Toutefois, il n’est pas certain que la contribution demandée aux organismes complémentaires ne soit pas répercutée sur leurs tarifs. «On va tout faire dans cette période terrible pour le pouvoir d’achat des ménages les plus défavorisés pour essayer de ne pas répercuter, cette année, cette taxation nouvelle sur les mutuelles», a précisé sur RTL le président de la Mutualité française, Jean-Pierre Davant, prévenant néanmoins que «l’an prochain, on verra si c’est possible ou pas»
Par ailleurs, le transfert de la dette de l’assurance-maladie à la Cades devrait en toute logique se traduire par un prolongement dans le temps de la cotisation pour le remboursement de la dette sociale (CRDS). Instaurée en 1996, cette cotisation supplémentaire, qui va dans les caisses de la Cades, devait être prélevée à titre temporaire jusqu’en 2014. Or depuis 2004, il est prévu qu’elle continuera à être perçue jusqu’à l’apurement de la dette. À Matignon, on affirme que ce transfert sera «neutre en matière de cotisations», sans toutefois pouvoir expliquer précisément de quelle façon.
4) Faut-il s’attendre à d’autres mesures ?
Les prévisions de retour à l’équilibre établies par le gouvernement sont fondées sur des prévisions en termes de croissance, de niveau d’emploi et de dépenses qui ne sont pas toujours réalisées. Celles sur les retraites fixées à l’horizon 2020 se fondent par exemple sur un chômage à 4,5 %. On est encore loin du compte et il n’est pas impossible que de nouveaux besoins de financements apparaissent d’ici là.
L’amélioration récente des comptes de l’assurance-maladie s’explique par une meilleure rentrée des cotisations due à la baisse continue du chômage. Mais en raison du vieillissement de la population, le rythme d’augmentation des dépenses –environ 7 % par an– reste supérieur à celui des recettes. Et il n’est pas sûr que le plan annoncé hier suffise à assurer à long terme un retour à l’équilibre.

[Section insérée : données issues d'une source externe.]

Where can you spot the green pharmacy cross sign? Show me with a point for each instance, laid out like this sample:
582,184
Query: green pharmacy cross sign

C’est pourquoi le gouvernement a prévu de présenter d’ici à la fin de l’année un projet de loi baptisé «Patients, santé et territoires». Il doit notamment moderniser la gestion de l’hôpital et rouvrir le débat, annoncé par Nicolas Sarkozy, sur ce qui doit être pris en charge par l’assurance-maladie et ce qui doit être pris en charge par les assurances complémentaires. Il pourrait donc se traduire par un nouveau transfert de charges vers les mutuelles et les assurances, et donc, au final, vers les assurés.